How do you fancy spitting into a tube and finding out about your genes? You can buy one online now and get details of your ancestry, carrier status of various inherited diseases, risk of common conditions and random wacky facts such as whether you’re likely to develop male-pattern baldness. Not bad for £124.99 from Superdrug.
The kit is called 23andme and its co-founder and chief executive is Anne Wojcicki. While 23andme has been able to offer the tests in the UK and Canada, it had run-ins with the US Food and Drug Administration (FDA) over its concerns about the accuracy of data collected. In 2013 the FDA banned the company from selling tests directly to consumers.
The company has since relaunched a scaled back version and is the first and only direct-to-consumer genetic test available to individuals in the US that includes reports that meet FDA standards. Its US tests give information on carrier status, ancestry, wellness and trait reports but don’t include the information on drug response and genetic risk factors that are included in the UK test, according to the company.
“Direct-to-consumer healthcare is coming,” said Wojcicki at Fortune’s Most Powerful Women Next Gen conference last month . “Do you have to go to your physician for everything? Do you have to go for a blood test? Do you have to go for all your genetic information?”
The answer to these questions is clearly “no”. It was easier for me to go online and get a kit than to get an appointment with my local GP. I spat into the device, put the kit in the post and await my results with some curiosity, a pinch of scepticism and an unexpected degree of anxiety.
23andme doesn’t test the whole genome. It identifies genetic markers known as single-nucleotide polymorphisms (SNPs), or “snips”. SNPs are positions along the DNA chain where genetic variations commonly occur.
Fans of self-testing says it’s interesting to find out about your ancestry, useful to know if you’re at increased risk of certain conditions and reassuring to know if you’re not. If the test points to risk, you can take preventive action, for example by losing weight if you’re prone to diabetes. You may be more likely to take part in a national screening programme such as the NHS bowel cancer screening programme if the test shows an increased risk of bowel cancer.
Erynn Gordon, director of clinical development at 23andme, says screening programmes that target specific communities (like sickle-cell anaemia among African-Caribbean people) may miss other individuals who are at risk. “The narrow approach to screening doesn’t take into account our diverse communities.” She also points to a (very small) study that suggests that people who receive unexpected information about carrier status don’t suffer undue anxiety as well as research that concludes people understand the implications of testing very well.
The test is controversial and the cons are important. Consultant genetics counsellor Christine Patch says she has several areas of concern about self-testing: people failing to understand the limitations of the test; what the data will be used for and who will have access to it; and the implications for cash-strapped health services in terms of inappropriate requests for follow-up testing.
Once you have information about your genetic risk, for example, do you have to declare it to an insurance company?

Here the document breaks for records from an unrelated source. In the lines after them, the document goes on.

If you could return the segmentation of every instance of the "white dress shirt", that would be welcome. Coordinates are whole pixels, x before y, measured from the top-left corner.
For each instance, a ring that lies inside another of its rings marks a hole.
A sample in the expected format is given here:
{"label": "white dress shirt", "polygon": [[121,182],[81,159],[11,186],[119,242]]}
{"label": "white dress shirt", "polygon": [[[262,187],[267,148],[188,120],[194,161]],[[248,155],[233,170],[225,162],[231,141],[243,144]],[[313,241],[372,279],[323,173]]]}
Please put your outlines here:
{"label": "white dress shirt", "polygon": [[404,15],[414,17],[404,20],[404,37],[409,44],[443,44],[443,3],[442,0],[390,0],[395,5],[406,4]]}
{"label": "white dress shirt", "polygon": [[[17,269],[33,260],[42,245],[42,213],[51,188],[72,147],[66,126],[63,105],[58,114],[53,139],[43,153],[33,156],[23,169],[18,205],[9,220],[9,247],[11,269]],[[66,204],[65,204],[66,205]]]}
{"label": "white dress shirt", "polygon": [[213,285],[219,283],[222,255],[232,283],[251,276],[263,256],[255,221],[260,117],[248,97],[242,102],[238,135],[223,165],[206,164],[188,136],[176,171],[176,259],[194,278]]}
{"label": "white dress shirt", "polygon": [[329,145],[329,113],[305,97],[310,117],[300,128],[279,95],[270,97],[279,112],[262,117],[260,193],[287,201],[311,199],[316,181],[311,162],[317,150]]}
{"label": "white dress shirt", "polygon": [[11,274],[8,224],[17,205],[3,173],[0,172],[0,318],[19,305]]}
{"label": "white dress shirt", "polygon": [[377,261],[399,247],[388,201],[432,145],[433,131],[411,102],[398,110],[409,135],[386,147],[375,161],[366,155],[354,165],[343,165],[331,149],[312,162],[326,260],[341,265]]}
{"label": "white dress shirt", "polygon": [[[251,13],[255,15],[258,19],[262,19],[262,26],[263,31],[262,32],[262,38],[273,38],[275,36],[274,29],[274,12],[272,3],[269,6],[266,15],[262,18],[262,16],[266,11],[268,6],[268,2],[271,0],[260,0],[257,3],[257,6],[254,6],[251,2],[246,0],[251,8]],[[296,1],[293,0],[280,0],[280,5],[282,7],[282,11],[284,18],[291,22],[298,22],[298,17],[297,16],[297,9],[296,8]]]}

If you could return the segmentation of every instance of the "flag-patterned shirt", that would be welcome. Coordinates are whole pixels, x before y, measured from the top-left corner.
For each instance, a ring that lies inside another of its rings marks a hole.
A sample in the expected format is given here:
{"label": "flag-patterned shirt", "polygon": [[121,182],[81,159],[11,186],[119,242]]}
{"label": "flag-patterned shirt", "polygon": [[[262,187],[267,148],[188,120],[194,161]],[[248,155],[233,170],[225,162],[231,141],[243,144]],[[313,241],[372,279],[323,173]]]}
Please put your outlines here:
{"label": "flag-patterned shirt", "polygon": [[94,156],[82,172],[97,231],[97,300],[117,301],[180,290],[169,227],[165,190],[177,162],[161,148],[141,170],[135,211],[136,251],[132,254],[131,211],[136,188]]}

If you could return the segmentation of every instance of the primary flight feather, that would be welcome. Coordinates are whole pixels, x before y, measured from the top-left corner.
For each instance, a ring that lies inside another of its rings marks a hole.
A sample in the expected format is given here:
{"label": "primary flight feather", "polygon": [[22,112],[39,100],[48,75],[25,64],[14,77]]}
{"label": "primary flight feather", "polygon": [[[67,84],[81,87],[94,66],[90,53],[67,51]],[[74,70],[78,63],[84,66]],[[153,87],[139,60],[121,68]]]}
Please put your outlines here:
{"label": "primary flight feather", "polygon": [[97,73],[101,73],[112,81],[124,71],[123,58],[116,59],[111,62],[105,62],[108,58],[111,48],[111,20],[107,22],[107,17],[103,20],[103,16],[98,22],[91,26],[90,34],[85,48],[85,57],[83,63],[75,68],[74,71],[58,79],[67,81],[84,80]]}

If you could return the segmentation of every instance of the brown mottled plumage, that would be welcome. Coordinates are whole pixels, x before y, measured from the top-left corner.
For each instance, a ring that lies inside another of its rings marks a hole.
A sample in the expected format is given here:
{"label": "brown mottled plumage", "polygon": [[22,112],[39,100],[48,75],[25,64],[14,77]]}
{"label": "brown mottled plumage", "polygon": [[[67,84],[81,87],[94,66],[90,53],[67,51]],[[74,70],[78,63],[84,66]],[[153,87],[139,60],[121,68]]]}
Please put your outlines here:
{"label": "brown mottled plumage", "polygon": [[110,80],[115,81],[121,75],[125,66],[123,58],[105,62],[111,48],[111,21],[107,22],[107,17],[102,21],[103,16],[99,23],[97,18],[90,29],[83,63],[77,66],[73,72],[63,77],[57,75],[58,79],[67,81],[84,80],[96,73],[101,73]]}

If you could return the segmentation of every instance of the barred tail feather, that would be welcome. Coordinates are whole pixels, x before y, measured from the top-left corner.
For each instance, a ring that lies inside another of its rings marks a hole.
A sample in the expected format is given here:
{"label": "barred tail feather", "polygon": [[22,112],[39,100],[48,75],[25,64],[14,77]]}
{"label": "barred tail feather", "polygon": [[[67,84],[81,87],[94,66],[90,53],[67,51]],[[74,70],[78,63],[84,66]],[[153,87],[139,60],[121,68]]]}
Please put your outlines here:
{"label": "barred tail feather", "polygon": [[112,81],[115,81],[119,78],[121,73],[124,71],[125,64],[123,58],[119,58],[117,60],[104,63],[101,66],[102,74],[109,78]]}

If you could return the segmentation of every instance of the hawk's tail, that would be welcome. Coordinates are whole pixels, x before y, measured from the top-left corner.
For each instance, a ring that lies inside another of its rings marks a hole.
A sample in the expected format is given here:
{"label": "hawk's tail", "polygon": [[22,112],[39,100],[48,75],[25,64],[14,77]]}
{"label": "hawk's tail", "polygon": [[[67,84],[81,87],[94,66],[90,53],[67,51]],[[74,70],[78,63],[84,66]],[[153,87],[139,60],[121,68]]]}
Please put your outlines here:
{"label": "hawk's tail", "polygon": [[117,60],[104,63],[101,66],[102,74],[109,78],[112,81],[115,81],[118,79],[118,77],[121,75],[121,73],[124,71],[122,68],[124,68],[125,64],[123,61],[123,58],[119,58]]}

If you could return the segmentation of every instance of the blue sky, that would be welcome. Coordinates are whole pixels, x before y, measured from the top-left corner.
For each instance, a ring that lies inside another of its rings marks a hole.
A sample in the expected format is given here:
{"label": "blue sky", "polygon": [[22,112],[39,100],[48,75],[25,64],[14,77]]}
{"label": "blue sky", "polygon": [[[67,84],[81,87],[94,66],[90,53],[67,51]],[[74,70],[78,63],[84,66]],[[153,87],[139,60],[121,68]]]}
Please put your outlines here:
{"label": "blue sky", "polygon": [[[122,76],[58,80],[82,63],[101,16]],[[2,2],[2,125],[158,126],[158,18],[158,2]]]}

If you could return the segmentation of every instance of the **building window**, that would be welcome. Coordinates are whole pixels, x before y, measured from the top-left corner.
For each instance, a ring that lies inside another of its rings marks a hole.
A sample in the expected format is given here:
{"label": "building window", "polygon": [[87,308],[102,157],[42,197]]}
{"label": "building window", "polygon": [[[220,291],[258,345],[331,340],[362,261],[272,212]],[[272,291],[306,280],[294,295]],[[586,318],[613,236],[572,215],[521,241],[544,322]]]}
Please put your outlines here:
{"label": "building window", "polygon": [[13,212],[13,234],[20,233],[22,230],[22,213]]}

Do you have an ethical duty to tell other family members? Does the NHS have to pay for further testing?
“You may find you’re at increased risk of Alzheimer’s disease … and there’s nothing [specific] you can do about it,” says Patch. Most common diseases, like asthma, high blood pressure and diabetes, are a complex mix of genetic and environmental factors. And some inherited conditions like being a carrier of cystic fibrosis, may result from many different abnormalities not detected by the kit. The kit may offer false reassurance, she says.
There are already various free online tools to estimate your individual risk of getting a condition like osteoporosis, a heart attack or stroke, or diabetes. And people with a family history of serious conditions like Huntington’s Chorea need expert genetic counselling to work out risk and reproductive options.
Dr Katherine Leask, a medico-legal adviser with the Medical Defence Union, says doctors need to be aware of the challenges that increased use of kits like 23andme will pose. “Genomic medicine is going to become more mainstream and doctors need to know what tests are available. If someone needs genetic testing because of their family history … then doctors need to consider whether tests need to be offered.” Chances are this will involve referral to a specialist centre that can offer counselling and specific testing if appropriate rather than telling them to buy a kit.
The Department of Health is running a hugely ambitious programme through its company Genomics England. It aims to sequence 100,000 whole genomes from 70,000 people who have either common cancers or rare inherited diseases, together with their families. Their claims are notably more modest than the direct-to-consumer marketing. “Doing this [genome sequencing] may help medical teams provide better diagnosis or treatment. But it may not because not enough is known yet about the meaning of all the genomic data.” says communications manager Lisa Dinh.
There are no plans to roll out genome testing on the NHS for the entire population, says Dinh. “However it is likely that our knowledge about the genome will expand in coming years, which should mean better and quicker diagnoses and treatments for more patients. We do not have an official view on 23andMe.”.
Patch says: “I’m not against the kits; if people want to spend their money on it, that’s fine. But personally, I wouldn’t do the test. I do my best to stay healthy, and if I become unwell I’ll get help. But I’m not going to go looking for problems.”